I don't think any other post has given me such distinct hope and despair so concisely.
A world on fire.
User avatar
BridgeConsoleMasher
Overlord
Posts: 11770
Joined: Tue Aug 28, 2018 6:18 am

Re: Is the Bible necessarily supposed to be taken literally?

Post by BridgeConsoleMasher »

Wait, so when Sam Harris and Jordan Peterson debate about the existence of God, how does this not stipulate the topic a lot more?

Why is there any serious debate on the cosmological aspects?
A world on fire.
User avatar
McAvoy
Captain
Posts: 4450
Joined: Thu Oct 24, 2019 3:55 am
Location: East Windsor, NJ

Re: Is the Bible necessarily supposed to be taken literally?

Post by McAvoy »

BridgeConsoleMasher wrote: Sun May 18, 2025 4:38 am Wait, so when Sam Harris and Jordan Peterson debate about the existence of God, how does this not stipulate the topic a lot more?

Why is there any serious debate on the cosmological aspects?
Existence of God and the Existence of the Christian God are two different things.
I got nothing to say here.
User avatar
clearspira
Overlord
Posts: 5968
Joined: Sat Apr 01, 2017 12:51 pm

Re: Is the Bible necessarily supposed to be taken literally?

Post by clearspira »

I do not understand how anyone can live in 2025 with 99% of all of humanity's collected knowledge at their fingertips and think that a book written thousands of years ago by people who had the barest fraction of our current knowledge regarding the universe can be taken literally. These people did not even know what a toilet is and yet they had some insight into the true creation of the universe? Come on now.
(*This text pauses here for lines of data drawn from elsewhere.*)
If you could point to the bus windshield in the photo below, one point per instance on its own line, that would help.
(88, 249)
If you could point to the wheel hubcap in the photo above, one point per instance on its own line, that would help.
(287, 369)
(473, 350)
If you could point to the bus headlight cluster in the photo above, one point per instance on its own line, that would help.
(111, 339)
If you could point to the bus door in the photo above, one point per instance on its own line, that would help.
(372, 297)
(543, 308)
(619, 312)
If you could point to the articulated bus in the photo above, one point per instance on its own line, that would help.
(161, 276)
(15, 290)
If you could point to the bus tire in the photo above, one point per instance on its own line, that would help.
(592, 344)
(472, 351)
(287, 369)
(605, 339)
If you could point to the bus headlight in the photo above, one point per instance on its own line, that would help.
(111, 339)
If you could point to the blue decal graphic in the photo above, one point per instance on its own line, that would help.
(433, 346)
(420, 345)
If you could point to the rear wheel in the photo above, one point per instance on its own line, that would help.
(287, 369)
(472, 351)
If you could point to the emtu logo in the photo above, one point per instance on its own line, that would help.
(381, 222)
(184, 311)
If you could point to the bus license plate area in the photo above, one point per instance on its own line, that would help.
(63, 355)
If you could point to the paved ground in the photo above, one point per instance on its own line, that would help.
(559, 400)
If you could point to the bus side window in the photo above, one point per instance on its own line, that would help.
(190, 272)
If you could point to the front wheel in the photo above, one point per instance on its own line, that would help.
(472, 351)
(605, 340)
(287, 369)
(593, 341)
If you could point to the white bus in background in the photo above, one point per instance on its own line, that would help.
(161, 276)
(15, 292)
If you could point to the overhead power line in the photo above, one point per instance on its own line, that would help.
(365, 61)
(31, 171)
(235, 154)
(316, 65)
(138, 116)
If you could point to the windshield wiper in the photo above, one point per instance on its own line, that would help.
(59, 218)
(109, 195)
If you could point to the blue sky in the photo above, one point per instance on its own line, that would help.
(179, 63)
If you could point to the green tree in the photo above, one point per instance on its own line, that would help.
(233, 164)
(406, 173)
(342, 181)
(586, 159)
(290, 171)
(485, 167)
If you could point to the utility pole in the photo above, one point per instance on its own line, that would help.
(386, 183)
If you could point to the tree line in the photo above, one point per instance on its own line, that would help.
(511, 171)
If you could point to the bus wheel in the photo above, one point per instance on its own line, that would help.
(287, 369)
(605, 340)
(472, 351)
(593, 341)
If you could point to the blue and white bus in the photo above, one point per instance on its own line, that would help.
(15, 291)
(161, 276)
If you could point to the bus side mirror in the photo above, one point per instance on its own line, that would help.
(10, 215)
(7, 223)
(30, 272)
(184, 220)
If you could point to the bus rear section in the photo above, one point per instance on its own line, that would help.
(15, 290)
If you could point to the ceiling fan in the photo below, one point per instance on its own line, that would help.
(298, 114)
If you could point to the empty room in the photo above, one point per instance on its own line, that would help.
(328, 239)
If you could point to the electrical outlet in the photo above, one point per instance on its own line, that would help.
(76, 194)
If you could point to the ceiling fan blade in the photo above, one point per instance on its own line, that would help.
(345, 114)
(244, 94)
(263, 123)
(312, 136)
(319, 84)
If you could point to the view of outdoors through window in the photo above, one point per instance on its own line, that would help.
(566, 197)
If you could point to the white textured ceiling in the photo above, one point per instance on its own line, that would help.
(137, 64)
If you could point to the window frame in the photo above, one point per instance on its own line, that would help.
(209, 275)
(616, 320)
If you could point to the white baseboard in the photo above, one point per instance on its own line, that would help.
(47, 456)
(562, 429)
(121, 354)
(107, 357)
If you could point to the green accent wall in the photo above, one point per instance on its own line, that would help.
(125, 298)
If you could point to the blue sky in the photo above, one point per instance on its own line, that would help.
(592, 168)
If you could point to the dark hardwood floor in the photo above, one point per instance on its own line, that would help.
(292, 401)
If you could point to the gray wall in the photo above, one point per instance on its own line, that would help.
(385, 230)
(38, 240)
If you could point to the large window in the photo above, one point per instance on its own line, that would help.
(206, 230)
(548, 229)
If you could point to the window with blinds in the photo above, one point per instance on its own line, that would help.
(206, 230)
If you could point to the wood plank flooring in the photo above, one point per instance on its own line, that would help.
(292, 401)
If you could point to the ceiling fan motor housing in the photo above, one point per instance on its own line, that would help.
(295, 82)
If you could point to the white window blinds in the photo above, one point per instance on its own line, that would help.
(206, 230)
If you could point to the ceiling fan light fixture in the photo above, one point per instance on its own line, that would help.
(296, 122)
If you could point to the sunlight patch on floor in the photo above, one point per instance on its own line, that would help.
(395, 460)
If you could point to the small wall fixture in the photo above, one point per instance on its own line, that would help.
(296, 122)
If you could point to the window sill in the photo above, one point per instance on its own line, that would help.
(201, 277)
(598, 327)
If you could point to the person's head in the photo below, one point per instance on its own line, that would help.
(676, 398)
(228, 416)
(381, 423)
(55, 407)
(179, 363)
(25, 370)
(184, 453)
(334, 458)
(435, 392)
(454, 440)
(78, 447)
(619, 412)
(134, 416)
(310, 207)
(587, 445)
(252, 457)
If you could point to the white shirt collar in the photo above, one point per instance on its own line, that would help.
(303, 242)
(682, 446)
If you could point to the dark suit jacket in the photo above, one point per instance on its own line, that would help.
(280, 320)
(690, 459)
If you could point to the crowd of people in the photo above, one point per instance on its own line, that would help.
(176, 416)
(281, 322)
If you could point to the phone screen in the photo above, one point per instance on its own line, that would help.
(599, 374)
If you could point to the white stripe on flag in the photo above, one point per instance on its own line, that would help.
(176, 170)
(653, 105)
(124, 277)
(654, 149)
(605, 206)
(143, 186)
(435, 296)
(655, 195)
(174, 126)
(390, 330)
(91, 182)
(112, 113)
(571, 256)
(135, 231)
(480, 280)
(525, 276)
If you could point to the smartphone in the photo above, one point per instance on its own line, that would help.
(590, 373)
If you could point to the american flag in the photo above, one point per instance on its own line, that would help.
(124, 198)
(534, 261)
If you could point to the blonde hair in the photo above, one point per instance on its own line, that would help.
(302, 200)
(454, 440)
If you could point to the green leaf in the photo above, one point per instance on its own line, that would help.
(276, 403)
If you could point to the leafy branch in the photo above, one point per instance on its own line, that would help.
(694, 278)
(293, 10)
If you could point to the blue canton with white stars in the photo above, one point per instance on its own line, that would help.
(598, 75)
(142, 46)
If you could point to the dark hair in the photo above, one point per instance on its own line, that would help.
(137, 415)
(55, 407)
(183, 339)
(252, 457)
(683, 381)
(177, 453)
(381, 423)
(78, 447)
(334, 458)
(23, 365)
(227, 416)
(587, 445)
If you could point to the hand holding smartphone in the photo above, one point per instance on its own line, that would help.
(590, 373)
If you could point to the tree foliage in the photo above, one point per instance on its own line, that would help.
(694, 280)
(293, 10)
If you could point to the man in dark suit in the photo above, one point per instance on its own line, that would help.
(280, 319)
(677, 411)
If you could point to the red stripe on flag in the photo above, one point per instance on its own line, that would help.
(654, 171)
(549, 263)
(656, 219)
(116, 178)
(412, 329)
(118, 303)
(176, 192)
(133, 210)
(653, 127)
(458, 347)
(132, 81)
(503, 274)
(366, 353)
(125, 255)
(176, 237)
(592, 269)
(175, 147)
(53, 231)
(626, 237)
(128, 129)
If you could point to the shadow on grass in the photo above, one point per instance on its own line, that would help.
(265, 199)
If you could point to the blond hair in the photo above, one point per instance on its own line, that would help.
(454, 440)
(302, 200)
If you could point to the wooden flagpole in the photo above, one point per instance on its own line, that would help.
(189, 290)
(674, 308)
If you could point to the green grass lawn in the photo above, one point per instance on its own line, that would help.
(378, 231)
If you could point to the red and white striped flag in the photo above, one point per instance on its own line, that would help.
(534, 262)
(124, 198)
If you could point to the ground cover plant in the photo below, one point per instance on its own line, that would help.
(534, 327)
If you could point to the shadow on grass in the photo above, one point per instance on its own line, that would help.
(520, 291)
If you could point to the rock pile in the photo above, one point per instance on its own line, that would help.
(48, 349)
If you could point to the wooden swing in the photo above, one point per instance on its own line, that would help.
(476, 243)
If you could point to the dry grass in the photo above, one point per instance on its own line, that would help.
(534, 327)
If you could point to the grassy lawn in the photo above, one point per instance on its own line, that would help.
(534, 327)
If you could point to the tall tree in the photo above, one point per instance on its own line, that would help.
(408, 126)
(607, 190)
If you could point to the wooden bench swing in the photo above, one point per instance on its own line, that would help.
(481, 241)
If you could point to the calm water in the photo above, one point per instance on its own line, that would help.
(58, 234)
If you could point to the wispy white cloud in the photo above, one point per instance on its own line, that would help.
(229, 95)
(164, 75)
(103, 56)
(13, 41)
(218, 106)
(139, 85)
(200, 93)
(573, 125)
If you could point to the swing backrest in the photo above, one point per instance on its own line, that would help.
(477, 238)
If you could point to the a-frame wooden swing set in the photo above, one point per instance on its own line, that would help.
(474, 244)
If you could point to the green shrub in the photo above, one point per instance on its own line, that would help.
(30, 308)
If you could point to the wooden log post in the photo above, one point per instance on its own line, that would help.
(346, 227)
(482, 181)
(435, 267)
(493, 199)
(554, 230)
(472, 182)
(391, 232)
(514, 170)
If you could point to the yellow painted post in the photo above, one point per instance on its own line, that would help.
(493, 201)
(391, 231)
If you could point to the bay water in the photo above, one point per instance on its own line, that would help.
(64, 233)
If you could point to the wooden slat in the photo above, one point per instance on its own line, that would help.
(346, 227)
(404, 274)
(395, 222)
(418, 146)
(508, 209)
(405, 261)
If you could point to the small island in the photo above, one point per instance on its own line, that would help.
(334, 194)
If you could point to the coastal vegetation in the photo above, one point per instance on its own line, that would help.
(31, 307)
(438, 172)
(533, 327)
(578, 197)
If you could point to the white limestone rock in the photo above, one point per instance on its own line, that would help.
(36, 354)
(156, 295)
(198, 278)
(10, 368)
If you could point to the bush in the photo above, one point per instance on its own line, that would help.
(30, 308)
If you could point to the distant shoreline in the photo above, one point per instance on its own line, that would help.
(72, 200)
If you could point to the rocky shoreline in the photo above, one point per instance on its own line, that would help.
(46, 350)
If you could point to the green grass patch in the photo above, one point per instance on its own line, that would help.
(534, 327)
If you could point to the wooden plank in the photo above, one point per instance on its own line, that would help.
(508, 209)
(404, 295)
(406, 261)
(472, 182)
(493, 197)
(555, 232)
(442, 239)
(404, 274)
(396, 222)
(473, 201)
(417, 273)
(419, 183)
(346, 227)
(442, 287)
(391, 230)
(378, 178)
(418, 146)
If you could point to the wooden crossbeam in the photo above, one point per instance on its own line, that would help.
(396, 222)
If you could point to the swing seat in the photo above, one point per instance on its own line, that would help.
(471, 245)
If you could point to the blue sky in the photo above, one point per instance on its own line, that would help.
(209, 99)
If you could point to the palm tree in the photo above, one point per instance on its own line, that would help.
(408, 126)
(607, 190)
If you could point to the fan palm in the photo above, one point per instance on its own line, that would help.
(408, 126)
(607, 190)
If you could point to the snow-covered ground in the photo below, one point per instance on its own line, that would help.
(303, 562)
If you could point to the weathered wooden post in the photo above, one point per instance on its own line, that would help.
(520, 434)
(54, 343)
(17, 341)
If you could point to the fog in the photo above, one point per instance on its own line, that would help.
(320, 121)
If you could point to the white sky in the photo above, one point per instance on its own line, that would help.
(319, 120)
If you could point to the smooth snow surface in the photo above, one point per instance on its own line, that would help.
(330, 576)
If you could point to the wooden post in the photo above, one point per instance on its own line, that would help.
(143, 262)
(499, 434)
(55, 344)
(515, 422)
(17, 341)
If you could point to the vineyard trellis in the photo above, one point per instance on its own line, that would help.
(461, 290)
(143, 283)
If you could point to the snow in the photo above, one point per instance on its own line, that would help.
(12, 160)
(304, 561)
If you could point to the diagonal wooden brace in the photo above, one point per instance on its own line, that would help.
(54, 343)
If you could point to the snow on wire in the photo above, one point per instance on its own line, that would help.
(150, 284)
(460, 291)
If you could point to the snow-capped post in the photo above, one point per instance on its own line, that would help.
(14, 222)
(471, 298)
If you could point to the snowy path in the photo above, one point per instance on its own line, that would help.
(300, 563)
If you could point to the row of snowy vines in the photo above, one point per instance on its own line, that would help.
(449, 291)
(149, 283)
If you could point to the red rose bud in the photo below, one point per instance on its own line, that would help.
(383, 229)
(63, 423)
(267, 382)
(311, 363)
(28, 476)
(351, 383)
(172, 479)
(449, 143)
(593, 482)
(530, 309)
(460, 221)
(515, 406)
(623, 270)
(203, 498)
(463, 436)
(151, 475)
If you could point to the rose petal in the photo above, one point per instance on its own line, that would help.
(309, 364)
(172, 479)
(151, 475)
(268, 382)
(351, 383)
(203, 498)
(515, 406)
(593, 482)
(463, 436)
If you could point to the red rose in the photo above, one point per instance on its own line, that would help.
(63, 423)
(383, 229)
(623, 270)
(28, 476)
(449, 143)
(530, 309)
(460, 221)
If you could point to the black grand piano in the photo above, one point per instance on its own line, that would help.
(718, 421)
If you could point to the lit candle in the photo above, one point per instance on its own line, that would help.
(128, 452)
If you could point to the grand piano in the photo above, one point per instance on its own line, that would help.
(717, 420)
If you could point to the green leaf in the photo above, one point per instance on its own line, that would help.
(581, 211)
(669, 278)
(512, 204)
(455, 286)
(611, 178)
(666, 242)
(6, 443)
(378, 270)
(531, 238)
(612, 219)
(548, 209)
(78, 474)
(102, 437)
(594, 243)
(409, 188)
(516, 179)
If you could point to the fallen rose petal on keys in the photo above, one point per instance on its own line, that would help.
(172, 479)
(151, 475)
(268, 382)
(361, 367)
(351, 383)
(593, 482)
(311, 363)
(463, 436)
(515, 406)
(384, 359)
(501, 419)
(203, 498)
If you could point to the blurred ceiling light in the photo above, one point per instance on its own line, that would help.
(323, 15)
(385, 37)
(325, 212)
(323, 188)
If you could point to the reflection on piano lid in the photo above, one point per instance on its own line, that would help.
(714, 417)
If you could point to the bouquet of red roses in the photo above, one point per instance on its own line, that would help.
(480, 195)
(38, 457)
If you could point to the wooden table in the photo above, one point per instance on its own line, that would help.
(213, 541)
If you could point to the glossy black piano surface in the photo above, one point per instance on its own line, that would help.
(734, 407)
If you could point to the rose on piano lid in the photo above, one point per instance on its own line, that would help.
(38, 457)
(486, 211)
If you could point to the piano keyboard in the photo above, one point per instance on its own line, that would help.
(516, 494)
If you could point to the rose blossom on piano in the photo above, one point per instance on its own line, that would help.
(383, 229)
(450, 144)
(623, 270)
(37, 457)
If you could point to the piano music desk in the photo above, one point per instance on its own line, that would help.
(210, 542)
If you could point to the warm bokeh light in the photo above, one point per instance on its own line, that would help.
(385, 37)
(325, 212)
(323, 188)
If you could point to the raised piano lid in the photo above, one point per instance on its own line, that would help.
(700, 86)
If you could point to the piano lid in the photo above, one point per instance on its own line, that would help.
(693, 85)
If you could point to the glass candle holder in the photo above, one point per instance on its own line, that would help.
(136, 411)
The historical events in it are probably on some level true because they keep on popping up elsewhere. There probably was some kind of big flood for example but that is as far as it goes.

Believe in God - that is absolutely fine. I don't but I'm also easy going about it. But believing that this thing holds the literal word of a creature beyond human comprehension and is passing down the actual word of creation is nonsense. Sorry, but it is.

Believe in God. Not what man says about God. They are two different things.